Ketut menjelaskan, sebelumnya seluruh tersangka telah diperiksa sebagai saksi, dan berdasarkan hasil pemeriksaan dan gelar perkara, status mereka kemudian ditingkatkan menjadi tersangka.

“Dari tujuh tersangka, empat di antaranya langsung dilakukan penahanan, yakni EH, MAP, PPD, dan JT. Mereka ditahan selama 20 hari ke depan, terhitung 21 November hingga 10 Desember 2025,” jelasnya.

Sementara itu, tersangka WAF diketahui telah menjalani penahanan dalam perkara lain, dan untuk tersangka DS dan IH tidak hadir memenuhi panggilan penyidik pada hari ini.

Adapun modus yang digunakan para tersangka yaitu, tersangka EH, selaku pimpinan cabang, diduga menyalahgunakan kewenangannya dalam proses pengucuran dana KUR.

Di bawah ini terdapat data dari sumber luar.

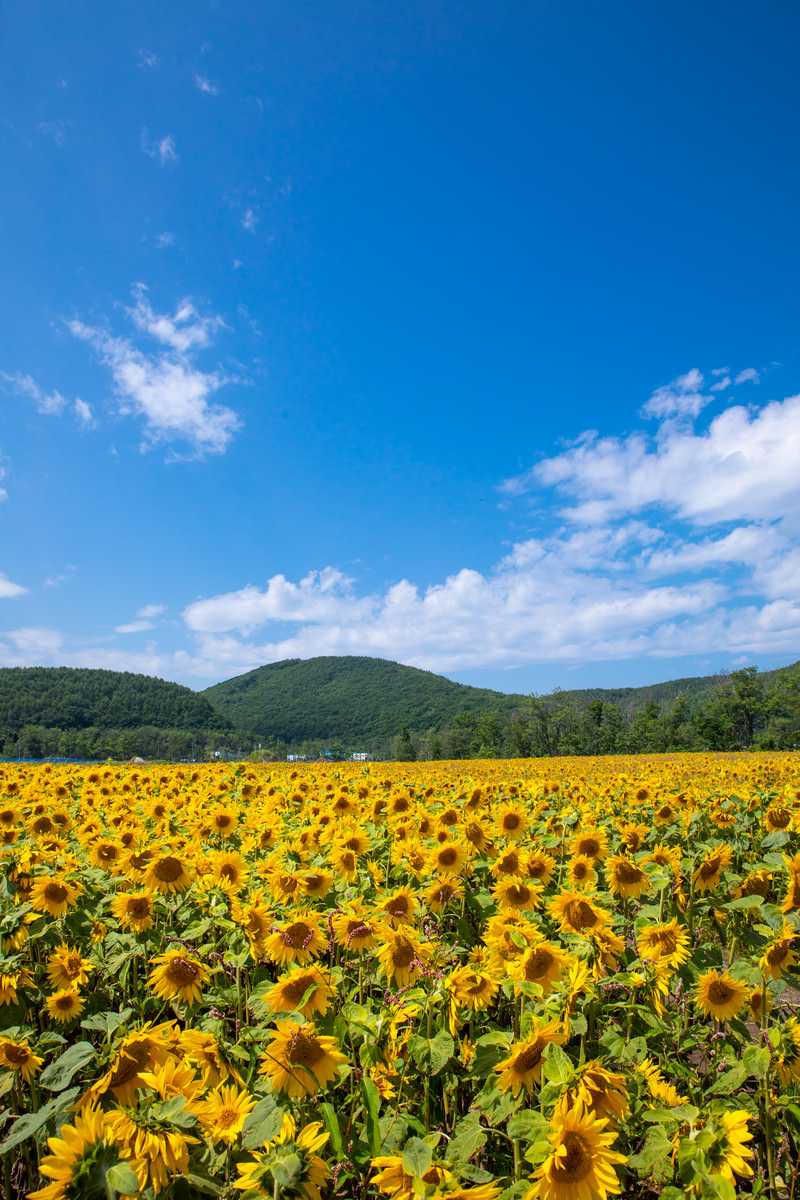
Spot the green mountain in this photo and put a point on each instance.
(80, 697)
(356, 700)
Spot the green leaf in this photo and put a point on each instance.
(371, 1097)
(122, 1179)
(30, 1122)
(416, 1157)
(106, 1023)
(263, 1123)
(58, 1074)
(468, 1138)
(753, 901)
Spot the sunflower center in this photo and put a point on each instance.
(529, 1059)
(182, 972)
(298, 935)
(576, 1163)
(709, 869)
(537, 965)
(296, 989)
(720, 993)
(168, 869)
(581, 915)
(403, 953)
(626, 873)
(305, 1051)
(17, 1056)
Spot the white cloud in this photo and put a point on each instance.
(185, 330)
(681, 397)
(743, 467)
(162, 150)
(167, 389)
(50, 403)
(205, 85)
(8, 589)
(750, 375)
(84, 413)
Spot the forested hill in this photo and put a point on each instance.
(80, 697)
(354, 699)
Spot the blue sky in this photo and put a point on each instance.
(457, 334)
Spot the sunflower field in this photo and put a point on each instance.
(542, 979)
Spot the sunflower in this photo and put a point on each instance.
(66, 967)
(260, 1176)
(300, 1062)
(167, 873)
(402, 955)
(18, 1057)
(543, 964)
(663, 1093)
(582, 873)
(77, 1157)
(302, 990)
(626, 877)
(780, 955)
(138, 1051)
(400, 907)
(721, 996)
(53, 894)
(710, 869)
(668, 942)
(224, 1111)
(299, 941)
(178, 976)
(133, 910)
(523, 1067)
(512, 894)
(65, 1005)
(577, 913)
(581, 1165)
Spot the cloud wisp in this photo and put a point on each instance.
(167, 389)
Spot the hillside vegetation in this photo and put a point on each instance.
(349, 699)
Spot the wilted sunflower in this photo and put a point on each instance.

Tersangka EH bekerja sama dengan para perantara (WAF, DS, JT, dan IH) untuk mengajukan kredit menggunakan data nasabah tanpa sepengetahuan pemilik data, selain itu para tersangka juga memalsukan dokumen pendukung seperti Surat Keterangan Usaha (SKU).

Selanjutnya, proses pencairan KUR dipermudah oleh tersangka PPD selaku Account Officer, serta tersangka MAP sebagai Penyelia Unit Pelayanan Nasabah & Uang Tunai.

“Data nasabah yang dimanipulasi tersebut, dijadikan dasar pengajuan KUR sehingga terjadi kerugian keuangan negara,” urainya.

Atas perbuatan para tersangka dijerat Primair:Pasal 2 Ayat (1) jo. Pasal 18 UU No. 31 Tahun 1999 tentang Pemberantasan Tipikor sebagaimana diubah dengan UU No. 20 Tahun 2001, Subsidair:Pasal 3 jo. Pasal 18 UU No. 31 Tahun 1999 jo. UU No. 20 Tahun 2001 jo. Pasal 55 Ayat (1) ke-1 KUHP jo. Pasal 64 KUHP.

Pasal 11 UU No. 31 Tahun 1999 jo. UU No. 20 Tahun 2001, Atau: Pasal 9 UU No. 31 Tahun 1999 jo. UU No. 20 Tahun 2001 jo. Pasal 55 Ayat (1) ke-1 KUHP.